Heiter und tiefgründig
Ana Aboviczs Leben scheint ganz gut zu laufen, sie hat viele Freunde, reizende und musikalisch begabte, elfjährige Zwillinge und sie fühlt sich wohl in Köln-Nippes, auch wenn eigentlich Serbien ihr Heimatland ...
Ana Aboviczs Leben scheint ganz gut zu laufen, sie hat viele Freunde, reizende und musikalisch begabte, elfjährige Zwillinge und sie fühlt sich wohl in Köln-Nippes, auch wenn eigentlich Serbien ihr Heimatland ist. Das Einzige, was ihr noch fehlt ist ein Job, doch eines Morgens findet sie einen gelben, amtlichen Brief in ihrem Briefkasten, der ihrem jetzigen Leben innerhalb von 28 Tagen ein jähes Ende bereiten würde.
Nach einem Gespräch bei der Ausländerbehörde ist klar, die Abschiebung von ihr und ihren Söhnen Vally und Olly nach Serbien ist rechtmäßig, wenn, …
Ja, wenn sie nicht schnellstmöglich einen Job findet, aber bei schon siebenundsiebzig erfolglosen Bewerbungen schwindet auch diese Hoffnung.
Die zweite Möglichkeit wäre, den Vater der Zwillinge, Udo, finden und zu einem Vaterschaftstest bewegen, aber auch dies gestaltet sich als schwierig, da Udo seit der Geburt der Zwillinge als Hornist durch die Welt reist und Ana nicht weiß, wo genau er steckt.
Die dritte und letzte Möglichkeit wäre ein Mann, doch in der letzten Zeit sah es bei Ana eher mau aus, was dieses Thema betrifft.
Doch Ana lässt sich nicht unterkriegen und kämpft, für sich, die Zwillinge und für ihr Leben in Köln, und dann gibt es da ja noch die echte kölsche Nachbarschaft, die ihr mit Rat und Tat zu Seite steht.
Sylvia Deloy lebt mit ihrer Familie in Köln und bringt mit der Geschichte auch ihre eigene Liebe zu Köln zum Ausdruck. Zeitgleich hat sie es aber auch geschafft, ein sehr vielschichtiges Buch zu schreiben, welches den Leser unterhält und gleichzeitig das Thema Abschiebung und seine Folgen behandelt und dem Leser vor Augen führt, wie dies, gerade für gut integrierte Familien, wie Ana und die Zwillinge, eine existenzbedrohende Tatsache ist.

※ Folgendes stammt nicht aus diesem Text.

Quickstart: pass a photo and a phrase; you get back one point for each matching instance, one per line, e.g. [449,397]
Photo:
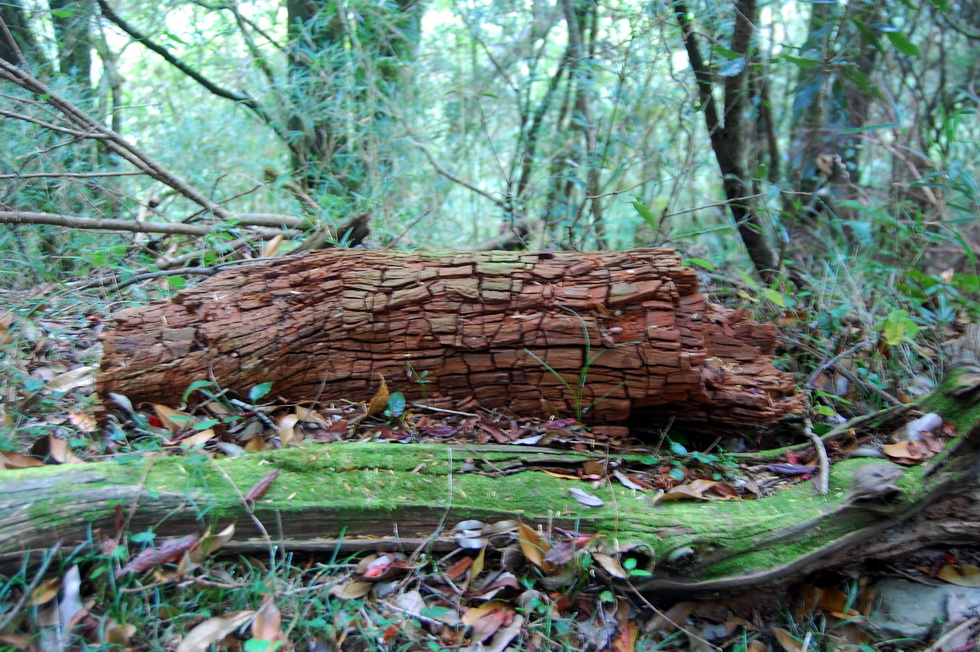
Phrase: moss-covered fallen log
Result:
[372,495]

Die Protagonistin Ana habe ich sofort ins Herz geschlossen, denn sie ist ein sehr fröhlicher, offener und hilfsbereiter Mensch, den man gernhaben muss. Zudem wusste und weiß sie immer was sie will und kämpft dafür. In ihrer Mietergemeinschaft ist sie sehr beleibt und engagiert sich, zum Beispiel bei gemeinsamen Fußballabenden im Garten des Hauses.
Die Zwillinge Vally und Olly mag ich persönlich sehr gerne, sie sind zwei aufgeweckte Jungs, die gerne mit ihren Freunden Fußball spielen, aber auch das Klavierspielen über alles lieben. Darüber hinaus besitzen die beiden ein Talent, auch so mancher ernsten Situation Humor zu verleihen.

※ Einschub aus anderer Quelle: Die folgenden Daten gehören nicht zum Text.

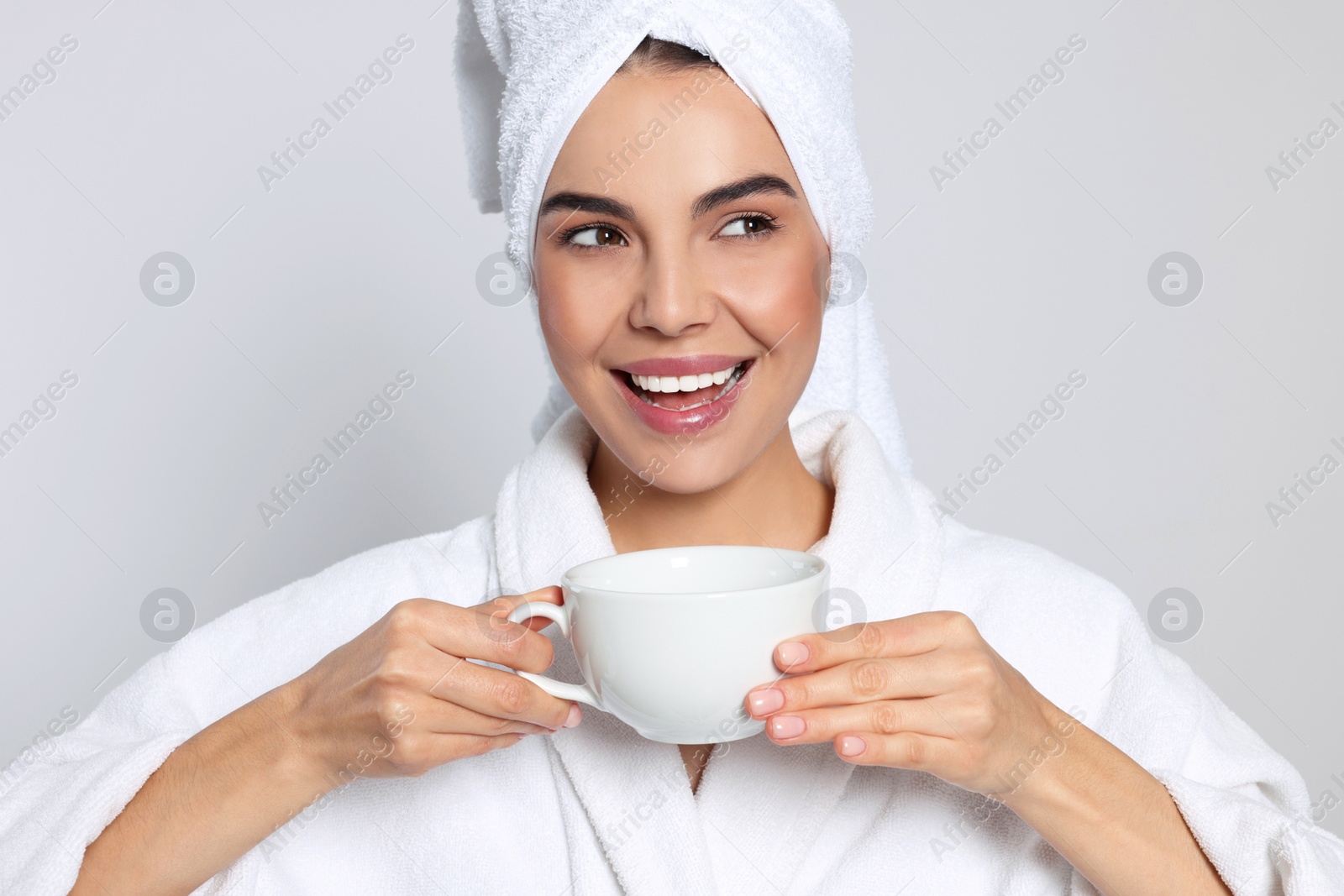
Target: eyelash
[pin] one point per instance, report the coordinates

Unbedingt erwähnt werden muss auch die Vasa-Torte nach dem Rezept von Oma Liljana, die eine nicht ganz Unwichtige Rolle in der Geschichte einnimmt. Beim Lesen wächst das Verlangen nach einem leckeren Stück Vasa-Torte zum Buch definitiv.

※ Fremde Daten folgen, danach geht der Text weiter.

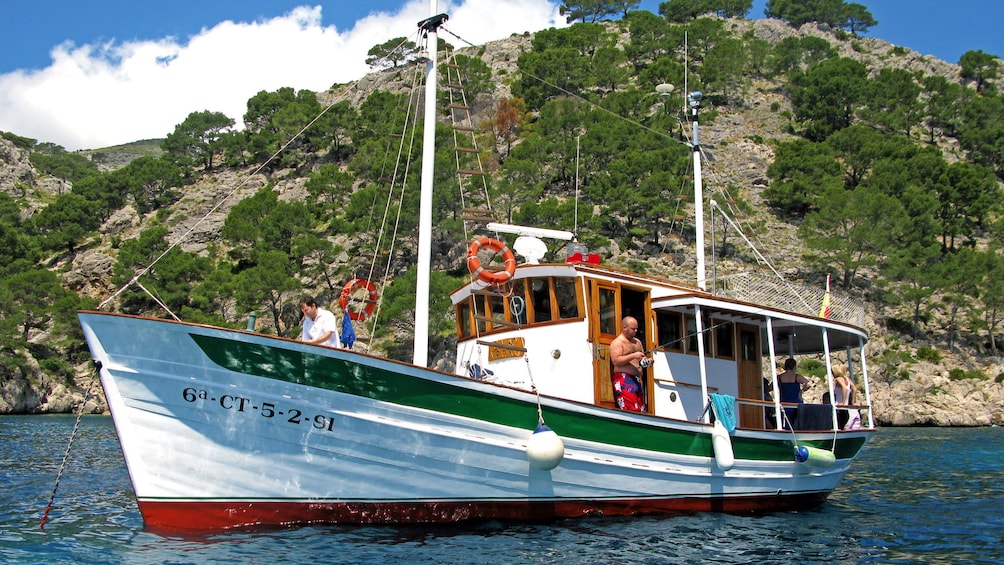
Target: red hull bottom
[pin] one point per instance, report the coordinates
(207, 517)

Sylvia Deloys Schreibstil ist sehr ansprechend und unterhaltsam, außerdem möchte man gar nicht mehr aufhören zu lesen, wenn man einmal angefangen hat. Man fiebert mit Ana, durchlebt sowohl Höhen und Tiefen mit ihr, auch gerade, weil ihre Gedanken und Emotionen sehr detailreich beschrieben werden.
Zum Ende hin gibt es auch noch die ein oder andere kleine, überraschende Wendung, die vorher nicht abzusehen war, dem Roman fehlt es nicht an Spannung.
Ein besonderes Merkmal des Romans ist sein Bezug zu Köln. Viele kölsche Traditionen und Gewohnheiten sind in die Geschichte eingebaut, wie kölsche Lieder, der Karneval und die Kölner Lichter. Gerade für Leser aus der Region, die mit alle dem vertraut sind, macht es Spaß den Roman zu lesen und sich vielleicht an der ein oder anderen Stellen wiederzuentdecken.
Insgesamt würde ich das Buch unbedingt weiterempfehle, da es auf der einen Seite sehr gut unterhält, aber auf der anderen Seite auch tiefgründig ist und ein mitunter aktuelles Thema gekonnt aufbereitet.